Che ci sto lavorando. Al momento è ancora tutto molto all’inizio, la strada è molto lunga, ma posso dire che con questa cosa di Liberato s’è mosso qualcosa. O meglio qualcuno, che è venuto addirittura a chiedermi se avevo un film in mente, ed è una cosa straordinaria che non mi aspettavo minimamente facendo videoclip. Sai, immaginavo che sarebbe arrivato il momento in cui io sarei andato con la mia idea da un produttore, che mi avrebbe risposto “si, vabbè, ma tu sei un videoclipparo, non puoi fare film”. E invece ora stanno un po’ cambiando le cose, e i produttori, quelli un po’ più svegli almeno, si vanno a vedere anche le cose legate al mondo della musica e degli spot.
Anche per un film ti potresti dietro la tua solida squadra di lavoro?
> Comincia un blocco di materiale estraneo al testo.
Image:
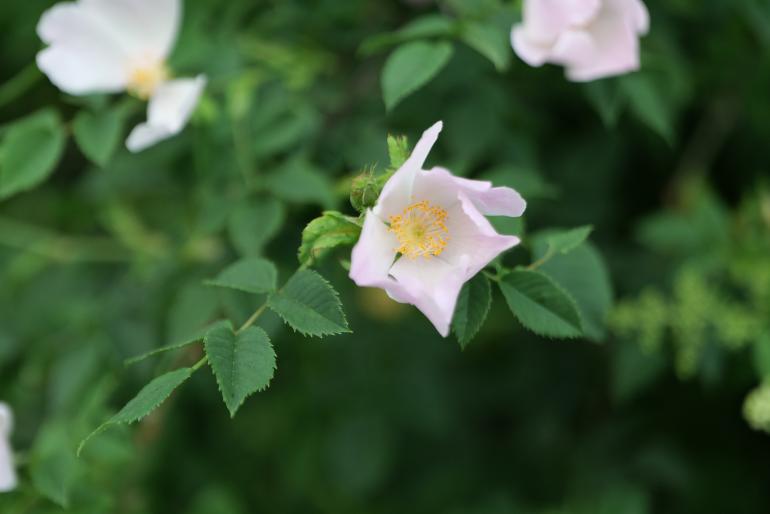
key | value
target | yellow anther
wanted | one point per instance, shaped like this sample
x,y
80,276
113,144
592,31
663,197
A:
x,y
421,230
145,79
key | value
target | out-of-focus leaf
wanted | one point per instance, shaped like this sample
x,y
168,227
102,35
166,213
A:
x,y
646,101
489,39
310,305
30,152
243,363
762,356
54,467
541,305
195,337
252,225
324,234
584,275
410,67
564,241
472,307
146,401
429,26
299,181
254,275
98,134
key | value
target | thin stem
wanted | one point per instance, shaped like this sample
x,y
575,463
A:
x,y
254,317
200,363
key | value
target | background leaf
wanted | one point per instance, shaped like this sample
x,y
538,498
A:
x,y
410,67
472,307
254,275
540,305
30,152
98,134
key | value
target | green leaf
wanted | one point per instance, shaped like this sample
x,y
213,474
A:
x,y
647,102
252,226
243,364
194,337
410,67
762,356
398,151
53,465
310,305
253,275
192,308
607,98
472,307
299,181
148,399
432,25
490,40
324,234
98,134
30,152
584,275
565,241
541,305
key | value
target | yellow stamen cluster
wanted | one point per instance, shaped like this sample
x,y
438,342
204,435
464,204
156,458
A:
x,y
421,230
145,79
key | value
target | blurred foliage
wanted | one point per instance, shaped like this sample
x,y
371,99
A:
x,y
104,256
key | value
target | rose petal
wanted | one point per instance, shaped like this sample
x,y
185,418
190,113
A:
x,y
442,188
83,57
169,111
397,193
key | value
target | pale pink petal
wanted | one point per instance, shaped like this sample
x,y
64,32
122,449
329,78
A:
x,y
543,20
575,48
397,193
374,253
168,112
617,50
474,242
83,57
8,480
581,12
431,285
146,29
640,16
442,188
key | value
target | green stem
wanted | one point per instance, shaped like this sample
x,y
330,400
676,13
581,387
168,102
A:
x,y
254,317
19,84
200,363
545,258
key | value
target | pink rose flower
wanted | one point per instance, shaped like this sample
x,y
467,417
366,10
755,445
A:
x,y
592,39
109,46
427,235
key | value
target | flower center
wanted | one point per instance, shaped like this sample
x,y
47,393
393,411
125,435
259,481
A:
x,y
421,230
145,79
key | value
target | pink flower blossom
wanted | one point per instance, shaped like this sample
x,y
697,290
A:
x,y
592,39
427,234
109,46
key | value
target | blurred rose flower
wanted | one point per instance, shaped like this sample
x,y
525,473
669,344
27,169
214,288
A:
x,y
109,46
7,471
427,235
592,39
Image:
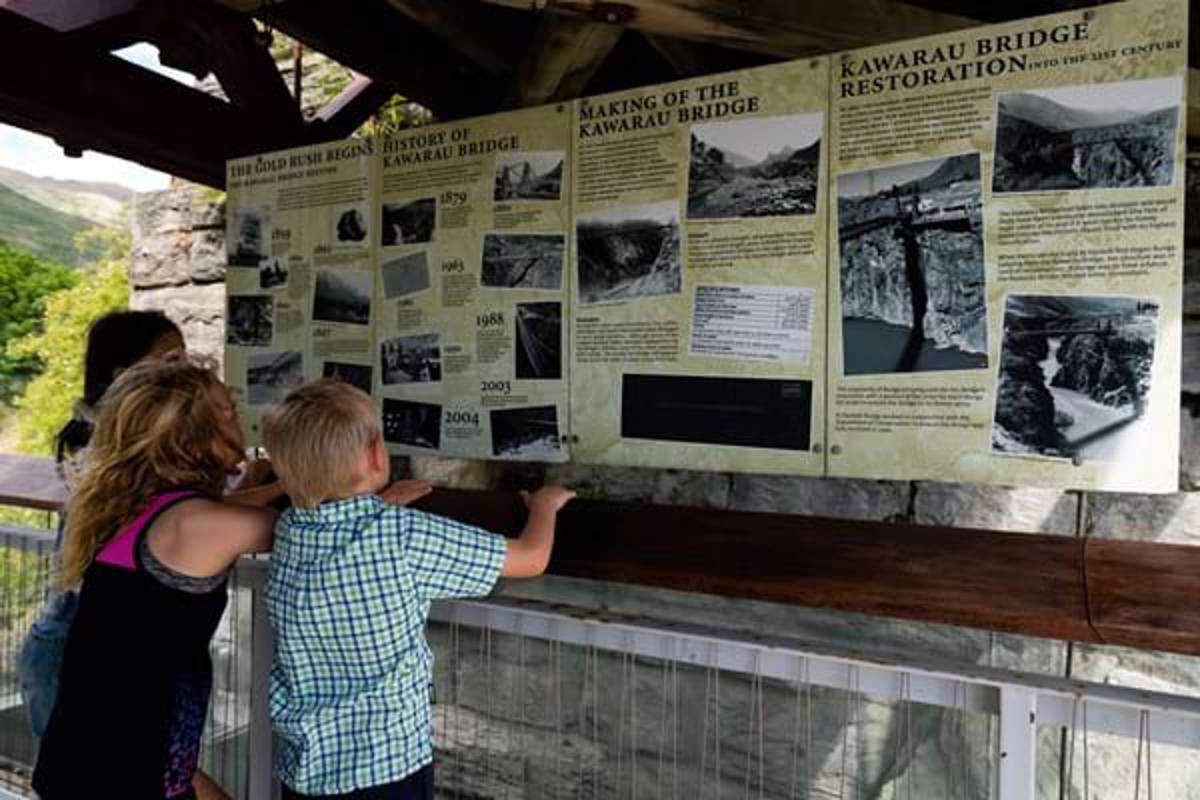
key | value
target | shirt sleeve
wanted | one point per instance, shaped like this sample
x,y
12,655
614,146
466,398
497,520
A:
x,y
449,559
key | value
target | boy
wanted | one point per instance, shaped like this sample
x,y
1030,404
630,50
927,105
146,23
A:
x,y
349,589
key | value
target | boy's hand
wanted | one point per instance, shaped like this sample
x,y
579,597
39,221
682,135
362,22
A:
x,y
549,498
401,493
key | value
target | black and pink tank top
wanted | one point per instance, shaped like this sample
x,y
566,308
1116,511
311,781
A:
x,y
136,679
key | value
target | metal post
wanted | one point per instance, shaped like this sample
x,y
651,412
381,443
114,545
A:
x,y
1018,744
262,750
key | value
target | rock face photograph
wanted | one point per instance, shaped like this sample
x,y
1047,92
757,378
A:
x,y
522,262
1074,377
1099,136
629,252
405,276
409,223
913,296
765,167
355,374
418,425
411,359
535,175
271,376
342,296
250,320
539,349
526,432
247,236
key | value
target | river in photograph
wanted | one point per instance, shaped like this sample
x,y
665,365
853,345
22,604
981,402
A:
x,y
871,347
1126,432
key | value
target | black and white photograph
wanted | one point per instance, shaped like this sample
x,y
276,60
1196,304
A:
x,y
250,320
523,260
1096,136
409,223
273,274
539,349
913,296
342,296
629,252
1075,377
355,374
249,236
417,425
351,224
762,167
407,275
271,376
529,175
527,433
411,359
735,411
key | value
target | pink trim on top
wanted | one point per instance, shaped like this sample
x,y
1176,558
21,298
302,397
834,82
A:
x,y
119,549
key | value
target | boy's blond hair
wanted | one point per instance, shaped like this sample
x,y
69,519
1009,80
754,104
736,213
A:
x,y
316,438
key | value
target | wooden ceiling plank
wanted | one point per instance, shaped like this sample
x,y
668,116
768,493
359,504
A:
x,y
467,29
564,55
354,106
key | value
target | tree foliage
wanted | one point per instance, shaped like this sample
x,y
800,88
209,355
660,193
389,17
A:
x,y
25,283
59,343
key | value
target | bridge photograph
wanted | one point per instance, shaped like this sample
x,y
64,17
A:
x,y
1099,136
1075,377
913,296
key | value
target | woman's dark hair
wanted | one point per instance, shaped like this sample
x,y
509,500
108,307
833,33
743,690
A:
x,y
115,341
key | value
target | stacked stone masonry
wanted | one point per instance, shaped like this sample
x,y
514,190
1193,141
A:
x,y
178,265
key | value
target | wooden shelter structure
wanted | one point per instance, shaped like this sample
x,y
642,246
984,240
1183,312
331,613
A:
x,y
463,58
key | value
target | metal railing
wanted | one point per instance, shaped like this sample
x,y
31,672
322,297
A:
x,y
537,701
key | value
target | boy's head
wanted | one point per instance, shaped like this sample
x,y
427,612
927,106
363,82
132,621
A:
x,y
325,444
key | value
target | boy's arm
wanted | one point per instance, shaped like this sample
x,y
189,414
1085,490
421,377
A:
x,y
529,553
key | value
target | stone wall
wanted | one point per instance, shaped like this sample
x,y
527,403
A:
x,y
178,265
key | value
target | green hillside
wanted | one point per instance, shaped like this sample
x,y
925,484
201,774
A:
x,y
39,229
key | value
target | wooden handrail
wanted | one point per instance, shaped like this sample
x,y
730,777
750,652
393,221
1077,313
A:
x,y
1123,593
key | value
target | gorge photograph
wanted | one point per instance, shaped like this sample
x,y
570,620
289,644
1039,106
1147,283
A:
x,y
763,167
629,252
1099,136
913,296
1075,377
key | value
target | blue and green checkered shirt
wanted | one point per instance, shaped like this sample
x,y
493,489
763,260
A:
x,y
348,595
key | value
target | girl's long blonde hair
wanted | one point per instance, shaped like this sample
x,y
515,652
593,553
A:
x,y
163,425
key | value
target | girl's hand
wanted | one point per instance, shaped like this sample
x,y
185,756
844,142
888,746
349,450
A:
x,y
401,493
549,498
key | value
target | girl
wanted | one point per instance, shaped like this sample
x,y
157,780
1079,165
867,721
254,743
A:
x,y
151,545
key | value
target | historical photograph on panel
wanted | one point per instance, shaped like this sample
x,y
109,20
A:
x,y
247,236
273,274
736,411
418,425
409,223
355,374
912,268
526,432
411,359
342,296
765,167
529,175
539,350
629,252
271,376
1098,136
1074,377
250,320
351,224
405,276
522,260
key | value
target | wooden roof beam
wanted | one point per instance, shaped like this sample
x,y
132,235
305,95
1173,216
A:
x,y
96,101
565,54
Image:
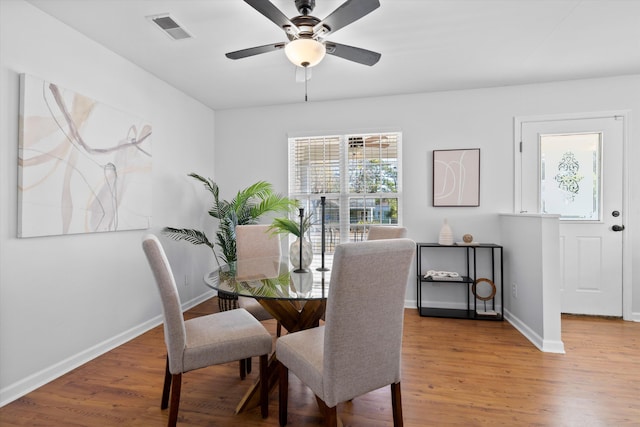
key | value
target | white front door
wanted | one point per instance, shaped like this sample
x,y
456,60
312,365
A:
x,y
574,168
Sì, perché la squadra è la forza dei miei video, anzi dei nostri video. Io lavoro con una troupe, ho sempre un approccio cinematografico, al punto che che a volte per un video ci sono al lavoro anche 20 persone, cosa che nel mondo indipendente non succede quasi mai. Anzi, spesso vengono fatti in versione videomaker, mentre io ho scelto di mantenere questa impostazione, anche a discapito, sinceramente, del portafoglio, perché puoi immaginare che cosa vuol dire dividere per 20 una paga da regista indipendente. Ma va bene così: se guardi negli ultimi 2 video di Liberato la fotografia è di Gianluca Palma, con cui vivo, i costumi di Antonella Mignogna che è una delle più brave in questo momento, l’operatore è Salvatore Landi l’aiuto regia è Francesco Coppola, tutte persone cresciute con me, tutte persone presenti nei miei uliti 20 video.
Il tuo video culto?
In questo momento Acid Rain di Lorn.
E le serie tv che ami?
Le cose più belle che ho visto negli ultimi 3-4 anni sono proprio delle serie. La prima è The Jinx, di HBO, che una docu-fiction in cui un caso molto famoso negli USA viene ricostruito, ma parallelamente viene anche indagato dal regista, che ha come protagonista il sospettato. Pazzesco, perché c’è potenza visiva, c’è racconto, tutto insomma. Poi due serie di animazione: BoJack Horseman e Rick and Morty.con un livello di comicità feroce e intelligenza di scrittura altissimo. Infine cito Louie, fondamentale per me perché mette insieme elementi della commedia a elementi di umanità e verità. Capolavoro. Ecco, questi sono i modelli a ci aspiro e che mai riuscirò a raggiungere nella vita (ride).